Current ipsec peer showing different then the actual peer pair?

p.mckay · ‎10-25-2005

The current peer showing on the pix is different then the actual peer that

is connected. In my case I have a lab setup as shown in the attached

document. I had all devices up and running and verified the tunnel peers.

The tunnel peers were nvanlabrtr01 and the pix at .250.234. I then added a

second crypto map to the pix for the nvanlabrtr02 s0/1 interface. I then

started to do failover testing by bringing down different interfaces on

the nvanlabrtr03 and 04 routers. I noticed that after returning the test

network to all interfaces up and verifying the tunnel path as being back

through the nvanlabrtr01. That the peer pair was still showing correctly.

I found that the pix reported that it’s current peer was nvanlabrtr02 s0/1

address. This was strange so I shutdown the nvanlabrtr02 router and

checked again. The pix was still reporting the address of nvanlabrtr02

s0/1 192.168.250.202 as it’s current peer. This can not be true since the

router is actually shut down. I then shutdown nvanlabrtr04 to ensure that

traffic was only routing via nvanlabrtr01 and nvanlabrtr03. I checked the counters on the ipsec on both the router nvanlabrtr01 and the pix and it

shows them incrementing. I also did a packet sniff and can see that the

traffic between the desired endpoint as being encrypted.

Output from the pix sh crypto ipsec sa and isakmp. The output from the sh

crypto ipsec sa shows address 192.168.250.202 yet the sh crypto isakmp sa shows the source and destination as being the pix and the nvanlabrtr01

The output from the router shows pix at 192.168.250.234 as it’s current pair

IPSEC: So the output from the ipsec shows pairs that can’t exist due to

the it’s current peer of 192.168.250.202 is shutdown.

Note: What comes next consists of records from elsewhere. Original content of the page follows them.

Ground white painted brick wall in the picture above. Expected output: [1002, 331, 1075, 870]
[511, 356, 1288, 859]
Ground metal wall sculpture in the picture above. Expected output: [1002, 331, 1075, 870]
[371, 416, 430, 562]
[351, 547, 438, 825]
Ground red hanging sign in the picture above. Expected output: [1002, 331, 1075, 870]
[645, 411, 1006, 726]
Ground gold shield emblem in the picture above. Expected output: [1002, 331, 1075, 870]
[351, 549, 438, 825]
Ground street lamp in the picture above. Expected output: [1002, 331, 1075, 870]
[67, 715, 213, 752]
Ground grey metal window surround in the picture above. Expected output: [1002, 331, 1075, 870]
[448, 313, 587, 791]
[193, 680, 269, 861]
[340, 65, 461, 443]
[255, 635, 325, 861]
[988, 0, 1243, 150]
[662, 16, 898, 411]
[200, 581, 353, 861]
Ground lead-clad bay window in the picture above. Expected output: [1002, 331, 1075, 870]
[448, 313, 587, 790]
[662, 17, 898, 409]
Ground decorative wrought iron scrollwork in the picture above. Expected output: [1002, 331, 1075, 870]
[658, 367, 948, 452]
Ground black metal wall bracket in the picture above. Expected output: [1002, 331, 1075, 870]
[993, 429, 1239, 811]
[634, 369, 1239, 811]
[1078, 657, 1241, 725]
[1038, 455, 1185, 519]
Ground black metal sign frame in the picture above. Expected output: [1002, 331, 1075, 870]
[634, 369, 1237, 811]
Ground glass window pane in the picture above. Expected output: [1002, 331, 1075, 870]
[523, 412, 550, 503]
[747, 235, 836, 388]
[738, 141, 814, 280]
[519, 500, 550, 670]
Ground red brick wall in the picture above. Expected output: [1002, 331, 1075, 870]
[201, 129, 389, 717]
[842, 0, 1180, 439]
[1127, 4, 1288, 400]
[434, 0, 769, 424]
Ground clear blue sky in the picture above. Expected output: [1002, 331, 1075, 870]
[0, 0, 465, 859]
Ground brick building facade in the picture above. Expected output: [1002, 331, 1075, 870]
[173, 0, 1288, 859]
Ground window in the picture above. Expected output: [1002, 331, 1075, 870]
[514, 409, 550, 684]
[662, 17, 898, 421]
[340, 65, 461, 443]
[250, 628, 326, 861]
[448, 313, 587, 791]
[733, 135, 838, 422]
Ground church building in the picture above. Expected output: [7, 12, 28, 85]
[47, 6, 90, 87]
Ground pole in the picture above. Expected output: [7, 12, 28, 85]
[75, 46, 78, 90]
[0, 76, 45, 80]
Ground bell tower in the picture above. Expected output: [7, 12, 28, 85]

ISAKMP: Shows the correct peering

What am I missing here? Is this expected behavior?

-----------------------

NVANLABRTR01 Output:

nvanlabrtr01#sh crypto ipsec sa

interface: Ethernet0/1

Crypto map tag: BLVD-IPSEC, local addr. 192.168.250.194

local ident (addr/mask/prot/port): (192.168.126.0/255.255.255.0/0/0)

remote ident (addr/mask/prot/port):

(192.168.212.19/255.255.255.255/0/0)

current_peer: 192.168.250.234

local crypto endpt.: 192.168.250.194, remote crypto endpt.:

192.168.250.234

path mtu 1500, ip mtu 1514, ip mtu interface Loopback1

current outbound spi: E00F2FFF

interface: Tunnel1

Crypto map tag: BLVD-IPSEC, local addr. 192.168.250.194

local ident (addr/mask/prot/port): (192.168.126.0/255.255.255.0/0/0)

remote ident (addr/mask/prot/port):

(192.168.212.19/255.255.255.255/0/0)

current_peer: 192.168.250.234

PERMIT, flags={origin_is_acl,}

current outbound spi: E00F2FFF

interface: Tunnel2

Crypto map tag: BLVD-IPSEC, local addr. 192.168.250.194

local ident (addr/mask/prot/port): (192.168.126.0/255.255.255.0/0/0)

remote ident (addr/mask/prot/port):

(192.168.212.19/255.255.255.255/0/0)

current_peer: 192.168.250.234

PERMIT, flags={origin_is_acl,}

------------

nvanlabrtr01#sh crypto isakmp sa

dst src state conn-id slot

192.168.250.234 192.168.250.194 QM_IDLE 1 0

-----------------------------

PIX: Output

interface: outside

Crypto map tag: WSS-HYBRID-IPSEC, local addr. 192.168.250.234

local ident (addr/mask/prot/port):

(192.168.212.19/255.255.255.255/0/0)

remote ident (addr/mask/prot/port): (192.168.126.0/255.255.255.0/0/0)

current_peer: 192.168.250.202:500

PERMIT, flags={origin_is_acl,}

-------------------------------

nvanpixint01# sh crypto isakmp sa

Total : 1

Embryonic : 0

dst src state pending created

192.168.250.234 192.168.250.194 QM_IDLE 0 3

Report Inappropriate Content · ‎11-02-2005

I guess this might be related to the SA timeouts. It looks like the old IPSec SAs are not timing out. Clear both IPSec and ISAKMP SAs and then try again.